If shit is part of the punitive metaphor of Pound’s Hell, then Céline’s shit pool is a masculine utopia in which (in the Freudian scheme of things) the id’s desire for the pleasure of expulsion come to terms with the super ego’s pressure to acculturate and socialize. And yet what emerges is not comforting but even more disturbing than either the unrestricted reign of pure pleasure or total repression.

This is where things get a bit trippy for me, because we’re presented with a dilemma here. My first instinct is to say that the shit pool scene reminds us of the necessity for the struggle between the individual’s pleasure and the codes and norms of society. If this is what we get when the two meet, count me out, thank you. I’ll take repression any day. Incidentally, I think this is also what Pound’s “scrupulously clean napkin” tucked under the penis is about – the terrible meeting of civility and pleasurable filth.

But of course my instinct is to say it’s gross, because I’m someone who’s internalized cultural codes and mores that tell me not to flaunting my shit everywhere. If I were more like one Céline’s defecaters, I would recognize the scene as something liberating.

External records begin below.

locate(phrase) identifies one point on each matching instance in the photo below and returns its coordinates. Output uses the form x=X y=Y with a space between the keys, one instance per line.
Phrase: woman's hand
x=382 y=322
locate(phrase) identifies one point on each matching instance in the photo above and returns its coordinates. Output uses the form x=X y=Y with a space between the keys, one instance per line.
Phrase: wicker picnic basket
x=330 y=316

I think this last reading is less convincing for other reasons – in Journey Céline seethes with loathing for almost everyone. I can’t imagine one of literature’s most pessimistic, misanthropic writers positing a Utopian vision of anything without the express purpose of exposing its stupidity. Pound was misguided about who belonged in Hell, as his World War II radio broadcasts clearly show, but he at least saw its necessity. Céline, while less extravagant in his vision, produces something far more disgusting, which must have pleased him.